The artificial intelligence It has been shown to be very effective in medicine. As much as to detect factors that human beings are incapable of discerning. For example, it has been predict the sex of a personsimply analyzing the retina in a photo of the fundus of your eye. It might seem like a banality were it not for the fact that, to this day, it is not known what are the characteristics that differentiate the retina of men and women. This does not have a great clinical implication, but it is a very clear example of what the deep learning can get.
To achieve this, an algorithm was trained. deep learning (deep learning) with 84,743 photos of the eye fundus from the UK Biobank. In addition, an external validation was performed with another 252 images from an ophthalmology reference center.
With both internal and external validation, the results were very good. The machine managed to capture what are those unknown factors that help to differentiate the eyes of men and women. There was just some trouble getting the AI to tell the sexes apart if the eye image belonged to someone with foveal pathology. However, even with this small limitation, it is shown that the deep learning it can reach even further than the complex rational mind of human beings. This has multiple applications and implications; but, focusing on eye healthIt is certainly a very positive thing.
Male or female eye
Physiologically there are many differences between people with male or female biological sex. Some are inconsequential, while others must be taken into account both for the disease diagnosis as for the decision of which are the best treatments. For example, when choosing a drug dosage, it is important to keep in mind that men and women may not tolerate the same amount.
In the case of the eyes there are also differences. In fact, the sex hormones they play a fundamental role in mechanisms such as eye hydration and circulation. Furthermore, the development of diseases What glaucoma, cataracts, or uveitis it can also be influenced by biological sex.
All these differences are becoming clearer. However, they are not known purely anatomical differences, that allow distinguishing if a photo of the eye fundus belongs to a man or a woman. At least, they are not known to human beings. For an artificial intelligence it may be a simpler matter. Just train an algorithm deep learning so that, based on collect images, it can find those differential points. And that is something that has already been achieved.
‘Deep learning’ to improve the diagnosis of ophthalmological diseases
The retina is the only tissue in which they can be visualized simultaneously and non-invasive both neural and vascular tissue.
This allows detecting a multitude of pathologies of both types, only with the analysis of images of the fundus of the eye. For example, vascular tortuosity and arterial narrowing allow detection of possible cardiovascular diseases. Instead, alterations in the retinal cell layer help diagnose Neurological disorders.
For all this, many studies have been carried out aimed at training artificial intelligence algorithms capable of exhaustively analyzing photos of the fundus of the eye. One of the most comprehensive studies on the subject It was carried out in 2018. Then, a team of scientists from Google and the Stanford School of Medicine managed to develop an algorithm that used the deep learning for predict cardiovascular risk factors in ocular fundus photographs. In his day, not only his results regarding the prediction of diseases drew attention. It also surprised the scientific community that the algorithm was able to distinguish between men and women. And that is something that scientists do not know how to do.

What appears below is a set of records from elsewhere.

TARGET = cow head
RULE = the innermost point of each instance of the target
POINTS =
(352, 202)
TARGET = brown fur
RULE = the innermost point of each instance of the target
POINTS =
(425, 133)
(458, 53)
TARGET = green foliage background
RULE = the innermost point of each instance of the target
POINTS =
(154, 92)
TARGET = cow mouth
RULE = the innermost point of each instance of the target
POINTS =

For this reason, another team of researchers, whose results were published in Nature in 2021, carried out that new training of deep learning with over 80,000 images from the UK Biobank. They managed to replicate the same as in 2018, so it did not seem like a simple coincidence. They were facing a new application of artificial intelligence.

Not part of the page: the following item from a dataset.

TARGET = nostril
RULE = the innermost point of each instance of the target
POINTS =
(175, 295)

But not precisely because it is useful to differentiate the retina of men from that of women. After all, when doctors receive a photo they have all the patient history, including information about your gender. What this study shows goes beyond all that. And that is how it shows that the deep learning has a great future ahead of it, in which new biomarkers associated with eye diseases could be brought to light. This does not mean that ophthalmologists will no longer be necessary. In fact, it is they, with their knowledge, who must guide the artificial intelligence on what to look for. Like other times, the perfect team is the one obtained with the union of the human and the machine.